The schema must contain the object definition before you can store data in the directory. Once defined, AD stores the data as individual objects. Every object must be unique and represent a single thing, such as a user, computer, or a unique group of elements (for example, a user group).
Objects have the following primary types of objects:
Security principals, which have SIDs
Resources, which do not have SIDs
AD uses multiple domain controllers for many reasons, including load balancing and fault tolerance. For this to work, each domain controller must have a complete copy of its domain’s own AD database. Replication ensures that each controller has a current copy of the database.
The domain limits replication. Domain controllers on different domains do not replicate between one another, even within the same forest. Every domain controller is equal. Although previous versions of Windows had Primary and Secondary domain controllers, AD has none such thing. The confusion stems from the continuation of the name domain controller from the old trust-based system to AD.
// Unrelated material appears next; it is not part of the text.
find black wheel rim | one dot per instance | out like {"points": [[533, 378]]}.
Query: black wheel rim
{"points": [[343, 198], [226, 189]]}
Replication works on a pull system. This means that a domain controller requests or pulls the information from another domain controller rather than each domain controller sending or pushing data to others. By default, domain controllers request replication data every 15 seconds. Certain high-security events trigger an immediate replication event, such as an account lockout.
Only changes are replicated. To ensure fidelity across a multi-master system, each domain controller keeps track of changes and requests only the updates since the last replication. Changes are replicated throughout the domain by using a store-and-forward mechanism so that any change is replicated when requested, even if the change did not originate on the domain controller answering the replication request.
This process prevents excess traffic, and you can configure AD to ensure that each domain controller requests its replication data from the most desirable server. For example, a remote location with one fast connection and one slow connection to other sites with domain controllers can set a cost on each connection. In doing so, AD makes the replication request across the faster connection.
Delegated authorization and efficient replication are the keys to the AD structure.